I have just get my CNV files by CNVkit. I am wondering if the column "log2" in the output of CNVkit (after call) is the same as "Seg_mean". If not, how can I get the "Seg_mean" with "log2"? Please, give me some advice,thanks!
Please read: https://journals.plos.org/ploscompbiol/article?id=10.1371/journal.pcbi.1002202 and add more relevant details to your question. What have you tried? Have you read the CNVkit paper?
Here are two lines of what I get.
chromosome start end log2 probes
chr1 826717 2410579 -0.00659771 487
chr1 2410780 2787772 -0.372291 70
Yes, I have read the CNVkit paper, here is the link.
I get an answer like this: Segment_Mean is the arithmetic mean of those probes' log2 copy ratio values.
But I am still confused how can I get "Segment_Mean"? I need it as an input to ABSOLUTE.
And I have got CNV file by Varscan too ,but the "Segment_mean" is quite too large.
I've moved this to a comment - please do not add an answer unless you're answering the top-level question. Plus, edit your question and add this information in there. Please read posts under /t/how-to for more information.

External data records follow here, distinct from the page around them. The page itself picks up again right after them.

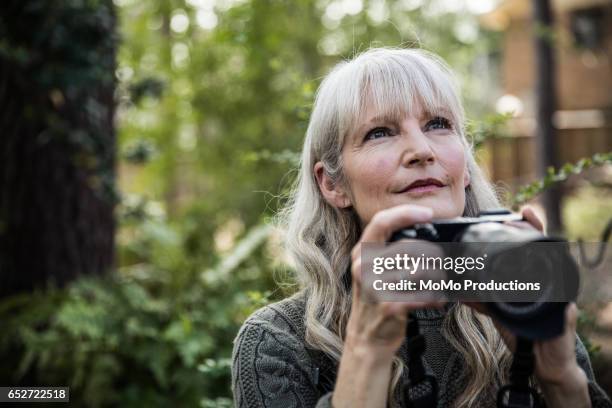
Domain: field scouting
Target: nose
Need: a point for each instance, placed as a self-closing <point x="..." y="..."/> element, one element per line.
<point x="416" y="149"/>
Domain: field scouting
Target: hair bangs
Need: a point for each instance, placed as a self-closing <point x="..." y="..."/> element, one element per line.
<point x="395" y="85"/>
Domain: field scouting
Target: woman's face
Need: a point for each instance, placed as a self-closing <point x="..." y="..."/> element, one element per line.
<point x="419" y="160"/>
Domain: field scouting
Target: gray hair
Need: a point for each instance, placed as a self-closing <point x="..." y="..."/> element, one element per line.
<point x="319" y="237"/>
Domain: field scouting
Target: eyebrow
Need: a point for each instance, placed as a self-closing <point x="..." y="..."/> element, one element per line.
<point x="389" y="118"/>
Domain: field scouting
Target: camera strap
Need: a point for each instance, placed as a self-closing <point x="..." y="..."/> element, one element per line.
<point x="519" y="394"/>
<point x="421" y="391"/>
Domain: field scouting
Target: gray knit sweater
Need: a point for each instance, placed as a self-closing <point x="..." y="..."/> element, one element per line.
<point x="273" y="367"/>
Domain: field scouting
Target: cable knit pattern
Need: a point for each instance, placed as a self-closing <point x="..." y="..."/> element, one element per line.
<point x="273" y="367"/>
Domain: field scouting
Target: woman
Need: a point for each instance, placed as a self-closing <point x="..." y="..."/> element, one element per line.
<point x="385" y="149"/>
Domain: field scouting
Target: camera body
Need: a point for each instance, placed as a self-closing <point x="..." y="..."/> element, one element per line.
<point x="540" y="319"/>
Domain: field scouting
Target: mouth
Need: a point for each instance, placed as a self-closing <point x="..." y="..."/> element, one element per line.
<point x="421" y="186"/>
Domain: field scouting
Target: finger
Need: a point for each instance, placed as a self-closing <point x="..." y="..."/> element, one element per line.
<point x="405" y="307"/>
<point x="389" y="220"/>
<point x="530" y="216"/>
<point x="571" y="316"/>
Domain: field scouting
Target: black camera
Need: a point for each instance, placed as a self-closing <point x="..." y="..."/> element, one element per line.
<point x="510" y="253"/>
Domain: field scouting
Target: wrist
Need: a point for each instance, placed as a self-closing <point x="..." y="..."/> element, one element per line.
<point x="569" y="389"/>
<point x="370" y="355"/>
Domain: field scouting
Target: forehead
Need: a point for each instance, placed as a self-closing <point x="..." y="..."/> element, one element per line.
<point x="394" y="87"/>
<point x="371" y="113"/>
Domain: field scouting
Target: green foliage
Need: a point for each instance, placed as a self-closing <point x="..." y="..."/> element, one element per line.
<point x="209" y="120"/>
<point x="154" y="333"/>
<point x="553" y="176"/>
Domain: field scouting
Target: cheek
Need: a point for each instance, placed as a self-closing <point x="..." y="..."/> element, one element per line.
<point x="373" y="172"/>
<point x="454" y="161"/>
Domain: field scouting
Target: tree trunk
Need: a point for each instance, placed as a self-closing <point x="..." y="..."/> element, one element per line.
<point x="57" y="142"/>
<point x="546" y="104"/>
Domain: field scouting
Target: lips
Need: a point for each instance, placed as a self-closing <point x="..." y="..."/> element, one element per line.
<point x="423" y="185"/>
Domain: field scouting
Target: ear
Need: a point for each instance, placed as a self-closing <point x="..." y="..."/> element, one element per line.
<point x="466" y="178"/>
<point x="334" y="195"/>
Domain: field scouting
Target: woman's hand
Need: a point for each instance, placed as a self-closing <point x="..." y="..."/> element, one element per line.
<point x="375" y="330"/>
<point x="382" y="325"/>
<point x="563" y="382"/>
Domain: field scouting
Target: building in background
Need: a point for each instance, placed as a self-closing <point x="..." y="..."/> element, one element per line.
<point x="583" y="43"/>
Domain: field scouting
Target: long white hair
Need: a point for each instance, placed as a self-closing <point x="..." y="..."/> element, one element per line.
<point x="319" y="236"/>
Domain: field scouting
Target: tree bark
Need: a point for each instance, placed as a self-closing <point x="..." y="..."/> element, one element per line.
<point x="57" y="142"/>
<point x="546" y="104"/>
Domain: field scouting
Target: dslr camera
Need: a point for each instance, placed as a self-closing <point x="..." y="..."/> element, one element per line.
<point x="510" y="252"/>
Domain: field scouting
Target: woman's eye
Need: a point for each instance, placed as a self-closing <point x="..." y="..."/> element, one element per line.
<point x="377" y="133"/>
<point x="438" y="123"/>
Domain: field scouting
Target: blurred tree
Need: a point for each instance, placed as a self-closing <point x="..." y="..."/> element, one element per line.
<point x="57" y="62"/>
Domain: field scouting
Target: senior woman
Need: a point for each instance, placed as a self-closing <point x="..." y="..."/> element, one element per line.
<point x="385" y="149"/>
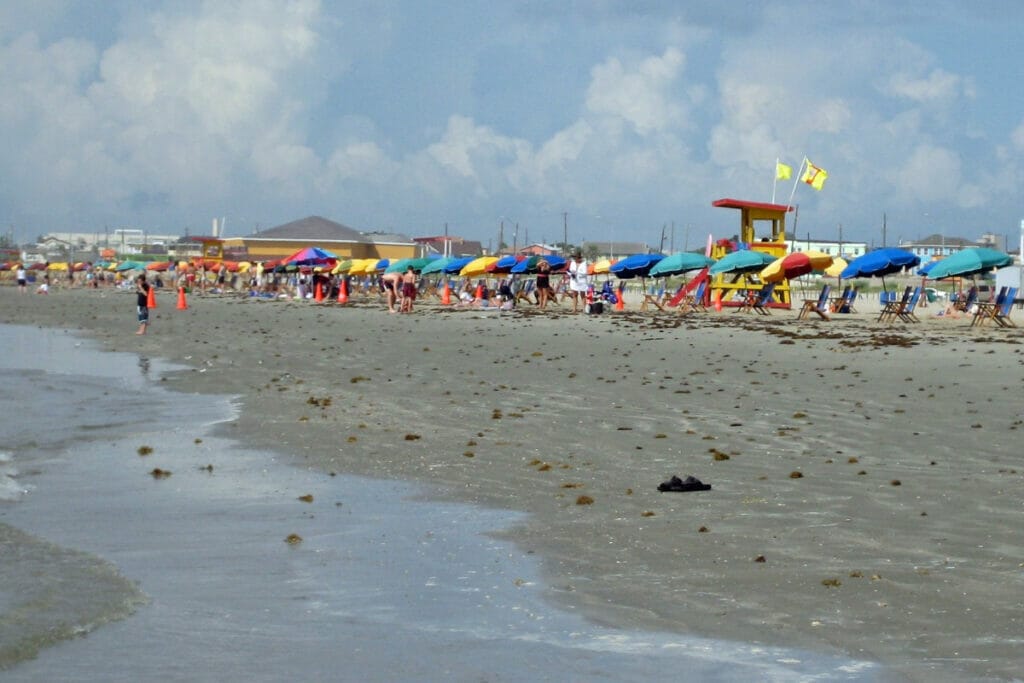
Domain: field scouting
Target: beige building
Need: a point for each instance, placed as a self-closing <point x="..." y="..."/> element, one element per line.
<point x="284" y="240"/>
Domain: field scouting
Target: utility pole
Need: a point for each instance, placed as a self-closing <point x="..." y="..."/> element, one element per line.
<point x="565" y="232"/>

In the .cns files, yes, log2 is the segment mean in log2 scale. Details here:
Thanks for your help!
And I am now facing other problem using CNVkit, could you please give me some advice? Details are as follows:
I am running CNVkit for CNV files of my whole-exon sequencing data. I use command like cnvkit.py batch -m amplicon -t targets.bed *.bam , but I can not provide the targets.bed file. And I also check Astra-Zeneca’s reference data repository but cannot find as well.
cnvkit.py batch -m amplicon -t targets.bed *.bam
Astra-Zeneca’s reference data repository
My questions are:
1) Is that right I use -m amplicon ?
2) Is there any file containing total exons of human I can use for script guess_baits.py ? I am really confused where I can get the total bed file I can use for guess!
I will appreciate it if you could give me some advice!
For exome, -m hybrid is better than -m amplicon. You can verify that there are off-target reads by loading the BAM file in a viewer like IGV.
For guess_baits.py, try UCSC's RefSeq exons (refFlat.txt here), or another BED file of known genes from UCSC Genome Browser. Make sure the reference genome matches.
Thanks a lot! I got it, but I do also want to make sure I am doing the right thing. Here what I did.
skg_convert.py refFlat.txt -t bed -o refFlat.bed
guess_baits.py bam1 bam2 -t refFlat.bed -o guess_baits.bed
But I get error like this:
Loaded 80816 candidate regions from refFlat.bed
Evaluating targets in bam1
Processing reads in bam1
Time: 1281.040 seconds (205575 reads/sec, 61 bins/sec)
Summary: #bins=78477, #reads=263349347, mean=3355.7520, min=0.0, max=197074.45
Percent reads in regions: 279.509 (of 94218509 mapped)
Traceback (most recent call last):
File "miniconda2/bin/guess_baits.py", line 246, in <module>
baits = filter_targets(args.targets, args.sample_bams, args.processes)
File "miniconda2/bin/guess_baits.py", line 54, in filter_targets
"%d != %d" % (len(sample), len(baits))
AssertionError: 78477 != 80816
What does it mean?
Hmm, not sure, I'll take a look to see if there's a bug in guess_baits.py.
If you're building a pooled reference (multiple control samples), you can also just use the refflat.bed file as-is and CNVkit will drop most of the uncaptured exons automatically.